This day in county politics … or Thanksgiving is REALLY about capitalism

God (and capitalism) is good; God (and capitalism) is great. Thank God (and capitalism )for the food we eat.

It’s the new conservative Thanksgiving grace.

Ok I made that up.

Some people celebrate Thanksgiving as a family event, others as a day to mourn what’s happened to America’s indignous peoples, still more go for the Chinese food and movie option. And of course a whole sh*t ton of people see Thanksgving as the day before they go on a crazy shopping spree. But according to some sources, that shopping spree is probably the idea way to celebrate Turkey Day because that’s what it’s really about. Capitalism.

Capitalism was the lesson of the day from Commissioner Jay Boziviech (West Lane) at the Lane County Board of Commissioners meeting On Nov. 20. During the Commissioners Remonstrance Boziviech took the opportunity to tell the “real” story of Thanksgiving, which in this version (which seems to be taken directly from Rush Limbaugh’s book and the story he repeats each year on his show), basically: Thanksgiving is the celebration of a pilgrimic triumph over communism and a celebration of capitalism.

Here’s what he said:

I kind of want to remind people about the real story of Thanksgiving. There’s been a lot of myths around it: You know the Pilgrims and the Indians and the Indians taught the Pilgrims how to grow food and that’s what they were celebrating. That’s not the real story.

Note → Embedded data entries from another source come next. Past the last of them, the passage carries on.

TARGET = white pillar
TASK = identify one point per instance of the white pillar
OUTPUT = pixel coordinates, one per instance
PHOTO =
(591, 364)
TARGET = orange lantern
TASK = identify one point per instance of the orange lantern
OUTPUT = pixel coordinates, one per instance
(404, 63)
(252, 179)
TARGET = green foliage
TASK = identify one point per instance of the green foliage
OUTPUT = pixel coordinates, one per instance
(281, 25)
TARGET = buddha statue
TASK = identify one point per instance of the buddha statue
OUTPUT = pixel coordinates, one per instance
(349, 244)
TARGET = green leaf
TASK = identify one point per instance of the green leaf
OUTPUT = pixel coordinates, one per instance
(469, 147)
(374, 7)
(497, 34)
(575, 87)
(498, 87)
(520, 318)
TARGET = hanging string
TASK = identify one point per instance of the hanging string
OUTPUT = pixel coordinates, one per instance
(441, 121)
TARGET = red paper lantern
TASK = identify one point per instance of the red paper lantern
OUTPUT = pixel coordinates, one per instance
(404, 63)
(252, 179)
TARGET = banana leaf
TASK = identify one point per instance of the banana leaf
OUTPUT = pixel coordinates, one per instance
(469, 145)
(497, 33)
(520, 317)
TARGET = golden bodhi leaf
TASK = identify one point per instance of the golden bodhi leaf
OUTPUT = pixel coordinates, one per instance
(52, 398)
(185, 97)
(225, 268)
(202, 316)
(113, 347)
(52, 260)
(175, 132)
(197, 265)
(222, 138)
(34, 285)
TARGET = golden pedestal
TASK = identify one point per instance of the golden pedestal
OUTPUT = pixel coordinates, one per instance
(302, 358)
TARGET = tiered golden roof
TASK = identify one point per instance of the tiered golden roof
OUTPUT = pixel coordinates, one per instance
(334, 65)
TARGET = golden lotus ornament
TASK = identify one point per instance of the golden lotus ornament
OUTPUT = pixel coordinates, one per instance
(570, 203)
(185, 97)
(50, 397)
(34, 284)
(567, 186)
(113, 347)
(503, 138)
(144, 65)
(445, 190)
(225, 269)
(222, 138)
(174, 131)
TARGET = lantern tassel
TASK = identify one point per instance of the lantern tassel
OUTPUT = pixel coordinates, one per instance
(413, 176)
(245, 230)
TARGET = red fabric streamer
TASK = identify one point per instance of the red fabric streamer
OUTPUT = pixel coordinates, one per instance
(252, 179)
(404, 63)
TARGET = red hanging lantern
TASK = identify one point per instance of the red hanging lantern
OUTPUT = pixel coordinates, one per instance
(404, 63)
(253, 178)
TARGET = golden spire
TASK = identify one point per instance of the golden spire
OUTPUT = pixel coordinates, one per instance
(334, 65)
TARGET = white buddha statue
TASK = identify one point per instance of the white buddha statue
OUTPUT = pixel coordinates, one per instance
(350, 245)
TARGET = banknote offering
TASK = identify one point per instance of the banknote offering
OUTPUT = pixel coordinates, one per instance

The Pilgrims, on the way across the ocean, developed a societal system that was basically a commune, long before Lenin was ever alive, they came to America, started this communal system of common property where everybody’s food that they grew was thrown in a common storehouse and taken out at will. And you know what? Over the first couple winters they starved because people had no incentive to produce and there was a lot of corruption and theft from the warehouse. So they finally decided to let people have ownership over a plot of land and keep the goods that they grew.

And you know what? That the following year they had a tremendous bounty they and held a celebration and that was the first Thanksgiving. Basically what you are celebrating in Thanksgiving is private property rights and being able to hang on to the fruits of your own labor. … Please remember why we celebrate it and that’s because it was about private property rights and capitalism.

America: We kicked communism’s ass before communism was even born.

You can watch it on video here. The turkey talk starts about 42 minutes in.

Google Pilgrim communists and you will get a lot of conservative and Tea Party website hits.The Christian Science Monitor did a nice historical look at Thanksiving that talks about how the Pilgrims’ journals discussed the whole Pilgrims and Native Americans thing.

In a letter to a friend, dated December 1621, Edward Winslow wrote: “Our harvest being gotten in, our Governor sent four men on fowling, that so we might after a more special manner rejoice together, after we had gathered the fruit of our labors; they four in one day killed as much fowl as, with a little help beside, served the Company almost a week, at which time, among other Recreations, we exercised our Arms, many of the Indians coming amongst us, and among the rest their greatest King Massasoit, with some 90 men, whom for three days we entertained and feasted and they went out and killed five Deer, which they brought to the Plantation and bestowed on our Governor, and upon the Captain and others.”

I figured the whole communism gets smashed thing had to come from somewhere. In fact, the Pilgrims came to the New (to white folks) World as a joint-stock venture, funded by London businessmen looking to make a profit. Joint-stock ventures were precursors to modern corporations. The Pilgrims did at first govern themselves under the Mayflower Compact, which called for a communal system. They did indeed switch to small individually owned plots of land. And the “communist” Mayflower Compact … was a founding document of the Constitution. The mind boggles.

I’m not entirely sure what the take-away lesson is here, but I’m going to suggest you not honor capitalism by becoming a human sacrifice when some Walmart opens its doors at o’dark thirty on Black Friday.